While many of those initial values of internationalisation and collaboration still hold true - and indeed, are more valuable than ever in the face of the very global challenges posed by factors such as climate change - it was a chance to reassess and enhance as the network enjoys its 26th year of operation.
The theme of the Presidential Symposium was 'Partnering for Change : What role do universities have in creating a net zero future?'. The topic of what responsibilities the higher education sector has, how it can make the best contribution, and the most effective ways of connecting with governments, industries, communities and other agents to effect positive change, was debated by a range of international experts.
The transition towards decarbonisation and clean energy adoption is considered to be one of the primary drivers of the economy over the coming years, projected to create millions of new jobs and transforming the competencies and research areas of focus needed.

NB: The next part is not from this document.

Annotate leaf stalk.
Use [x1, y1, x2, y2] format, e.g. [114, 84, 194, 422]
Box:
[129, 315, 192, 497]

In her opening welcome, Professor Deborah Terry AO of the University of Queensland stated that climate change is the defining feature of our times, and that universities must become guiding lights in the race to build a roadmap to achieving Net Zero targets.
The audience heard from expert panellists across industry and academia, including Simon Smart, leader of Net Zero Australia, who defined the most important keys to change as transforming export markets and investing in people, land and diverse skills to support ecosystems, agriculture and related sectors.
Tao Ren of the UK-China Low Carbon College at Shanghai Jiao Tong University told the audience of the importance of higher educations' role as a connector - and shared news that they have recently partnered with over 500 companies to deliver low-carbon scholarships and other practical initiatives. Participants from member universities spoke of their focus on embedding students into the heart of research even from an undergraduate level as a way of creating graduates who can press the case for climate change action in many diverse sectors. Demand for these solutions is not just top-down, but is driven by the needs and wants of students and the wider community. The discussion included the showcase of many innovative solutions, resources and programmes that member universities across the network have developed in the service of meeting climate change goals.
Elsewhere across the three day meeting, participants were brought together as Cluster Groups and as Senior Leaders to develop the network's agenda and commitments for the coming year and beyond. Guests were also given a Formal Dinner, where the work of members of the network who have shown outstanding commitment to internationalisation were honoured with the annual U21 Awards and inaugural Leaders of the Future Awards, recognising current students and young alumni successfully leading change.
Many delegates combined their attendance with other meetings with partner universities in-region, and were able to identify areas of common work which have the potential to progress into formal bi-lateral programmes.
The chance to connect in person was a valuable opportunity to those who were able to attend, and the conclusions from the meetings will be used to guide the forward actions of the network.